The same pattern repeats for Query #662, with the concept ‘Telemarketing,’ that is found to be similar to ‘Broadcast law, 0.8896,’ ‘Media scrum, 0.8894,’ ‘Media regulation, 0.8891,’ ‘Transfer (propaganda), 0.8891,’ an others by Tagme, while ESA finds ‘NTT DoCoMo, 0.3876,’ ‘Cold calling, 0.3235,’ ‘Assisted GPS, 0.3134,’ ‘Flip (form), 0.3129’ as the list of related concepts and Para2Vec finds ‘Secure messaging, 0.6839,’ ‘Peterborough railway station,0.66,’ ‘PeaZip, 0.6053’ as its top list of related concepts. Although Tagme is doing a better job in finding similar concepts, it gives them high values that decrease the performance of SELM. However, Tagme similarity analysis is not always negatively impacting the performance. For example, query #369, which includes concept ‘Anorexia nervosa,’ is found to be similar with ‘Bulimia nervosa, 0.9115,’ ‘Eating disorder, 0.8848,’ ‘Eating disorder not otherwise specified, 0.8568,’ ‘Intermittent explosive disorder, 0.8495’ and others by Tagme.
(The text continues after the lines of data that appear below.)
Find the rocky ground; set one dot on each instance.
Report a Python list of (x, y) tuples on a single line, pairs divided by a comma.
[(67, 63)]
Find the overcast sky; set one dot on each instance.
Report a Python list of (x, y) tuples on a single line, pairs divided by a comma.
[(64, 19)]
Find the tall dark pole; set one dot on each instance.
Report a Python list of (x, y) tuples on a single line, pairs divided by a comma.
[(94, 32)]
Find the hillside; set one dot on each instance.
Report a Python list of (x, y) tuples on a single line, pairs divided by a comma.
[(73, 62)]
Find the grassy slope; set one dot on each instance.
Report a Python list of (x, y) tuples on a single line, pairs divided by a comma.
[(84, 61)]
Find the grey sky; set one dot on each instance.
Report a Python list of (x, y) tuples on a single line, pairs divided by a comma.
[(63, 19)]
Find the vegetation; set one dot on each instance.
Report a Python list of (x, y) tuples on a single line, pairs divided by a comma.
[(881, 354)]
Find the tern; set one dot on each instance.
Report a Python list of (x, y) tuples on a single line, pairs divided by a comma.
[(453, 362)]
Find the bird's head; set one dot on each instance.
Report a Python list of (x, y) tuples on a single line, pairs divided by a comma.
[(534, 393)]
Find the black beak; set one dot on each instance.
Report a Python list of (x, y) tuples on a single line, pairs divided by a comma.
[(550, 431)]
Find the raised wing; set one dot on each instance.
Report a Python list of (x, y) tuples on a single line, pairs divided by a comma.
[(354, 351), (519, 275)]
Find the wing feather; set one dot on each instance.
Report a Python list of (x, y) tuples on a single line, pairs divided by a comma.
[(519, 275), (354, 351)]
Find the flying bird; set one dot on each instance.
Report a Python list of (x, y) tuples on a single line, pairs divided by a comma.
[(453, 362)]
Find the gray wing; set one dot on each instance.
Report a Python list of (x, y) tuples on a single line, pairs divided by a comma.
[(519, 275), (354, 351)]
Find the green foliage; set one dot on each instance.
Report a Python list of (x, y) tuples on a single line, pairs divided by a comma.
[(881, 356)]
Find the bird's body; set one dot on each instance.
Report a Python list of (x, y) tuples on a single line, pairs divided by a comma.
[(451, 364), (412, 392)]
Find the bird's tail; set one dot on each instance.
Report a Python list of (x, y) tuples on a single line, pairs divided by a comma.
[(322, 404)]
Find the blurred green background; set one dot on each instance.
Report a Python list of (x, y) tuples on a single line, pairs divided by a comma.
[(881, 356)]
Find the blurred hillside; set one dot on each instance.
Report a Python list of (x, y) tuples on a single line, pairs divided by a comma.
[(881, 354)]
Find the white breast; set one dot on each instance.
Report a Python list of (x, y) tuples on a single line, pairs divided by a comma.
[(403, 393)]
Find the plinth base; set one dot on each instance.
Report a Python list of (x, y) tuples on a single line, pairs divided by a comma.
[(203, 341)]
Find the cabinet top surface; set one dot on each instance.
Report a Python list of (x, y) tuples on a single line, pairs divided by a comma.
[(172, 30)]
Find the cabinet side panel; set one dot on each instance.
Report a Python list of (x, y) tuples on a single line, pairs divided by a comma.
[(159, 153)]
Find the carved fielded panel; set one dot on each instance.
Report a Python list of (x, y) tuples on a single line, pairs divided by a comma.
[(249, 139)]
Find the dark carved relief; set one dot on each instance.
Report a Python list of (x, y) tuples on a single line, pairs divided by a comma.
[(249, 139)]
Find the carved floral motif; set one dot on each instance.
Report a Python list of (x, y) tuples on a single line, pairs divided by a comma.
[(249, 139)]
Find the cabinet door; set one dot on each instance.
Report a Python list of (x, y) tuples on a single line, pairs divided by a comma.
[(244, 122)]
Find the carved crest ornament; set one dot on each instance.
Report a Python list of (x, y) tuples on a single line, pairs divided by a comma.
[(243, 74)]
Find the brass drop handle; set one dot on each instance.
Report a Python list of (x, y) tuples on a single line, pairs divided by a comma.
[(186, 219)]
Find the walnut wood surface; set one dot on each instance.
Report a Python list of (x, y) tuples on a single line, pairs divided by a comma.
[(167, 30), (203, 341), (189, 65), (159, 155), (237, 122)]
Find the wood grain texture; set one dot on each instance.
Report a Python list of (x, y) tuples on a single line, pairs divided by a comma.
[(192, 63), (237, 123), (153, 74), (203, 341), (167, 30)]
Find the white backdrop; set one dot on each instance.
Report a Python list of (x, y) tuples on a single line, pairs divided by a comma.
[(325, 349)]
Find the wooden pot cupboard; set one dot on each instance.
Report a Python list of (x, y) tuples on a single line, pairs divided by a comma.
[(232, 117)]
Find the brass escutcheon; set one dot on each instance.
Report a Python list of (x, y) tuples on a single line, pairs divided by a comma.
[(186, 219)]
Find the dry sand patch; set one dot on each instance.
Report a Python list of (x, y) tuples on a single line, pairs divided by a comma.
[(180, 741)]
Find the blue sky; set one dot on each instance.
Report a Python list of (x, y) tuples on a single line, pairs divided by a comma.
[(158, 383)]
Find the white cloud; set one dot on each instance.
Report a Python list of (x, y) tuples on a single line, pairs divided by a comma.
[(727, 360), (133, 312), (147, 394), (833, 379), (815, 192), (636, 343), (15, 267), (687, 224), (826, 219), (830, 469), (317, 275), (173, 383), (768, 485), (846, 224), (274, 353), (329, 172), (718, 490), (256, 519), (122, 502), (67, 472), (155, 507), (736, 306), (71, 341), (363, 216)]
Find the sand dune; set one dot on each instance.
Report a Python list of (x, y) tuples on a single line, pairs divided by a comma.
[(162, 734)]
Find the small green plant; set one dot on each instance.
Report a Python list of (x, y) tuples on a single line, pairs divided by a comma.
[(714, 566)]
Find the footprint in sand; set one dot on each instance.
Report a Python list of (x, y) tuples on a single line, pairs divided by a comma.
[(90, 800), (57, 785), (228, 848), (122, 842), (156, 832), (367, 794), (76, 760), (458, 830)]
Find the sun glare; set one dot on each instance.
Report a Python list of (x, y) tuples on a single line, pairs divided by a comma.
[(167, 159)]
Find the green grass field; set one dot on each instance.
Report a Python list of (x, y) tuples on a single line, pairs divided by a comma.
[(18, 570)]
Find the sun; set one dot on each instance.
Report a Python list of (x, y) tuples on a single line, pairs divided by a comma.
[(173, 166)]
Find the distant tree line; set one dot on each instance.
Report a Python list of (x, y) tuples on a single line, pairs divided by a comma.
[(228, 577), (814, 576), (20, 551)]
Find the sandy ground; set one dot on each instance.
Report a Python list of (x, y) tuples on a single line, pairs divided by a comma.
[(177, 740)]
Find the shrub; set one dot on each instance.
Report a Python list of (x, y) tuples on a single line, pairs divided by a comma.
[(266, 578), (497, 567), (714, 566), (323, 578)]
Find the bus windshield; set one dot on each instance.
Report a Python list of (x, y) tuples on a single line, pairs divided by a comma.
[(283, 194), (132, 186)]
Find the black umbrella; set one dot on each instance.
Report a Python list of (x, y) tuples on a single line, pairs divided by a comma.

This query performs considerably better with SELM V1 than SELM V2 (ESA) which found ‘Anorexia mirabilis, 0.3737’ as related and SELM V3 (Para2Vec) that found ‘Valence (psychology), 0.9221,’ ‘False pregnancy, 0.9177,’ ‘Emotional security, 0.9173,’ as the top related concepts.

Table 5 Evaluation results for SELM variations with three thresholds (\(\alpha \))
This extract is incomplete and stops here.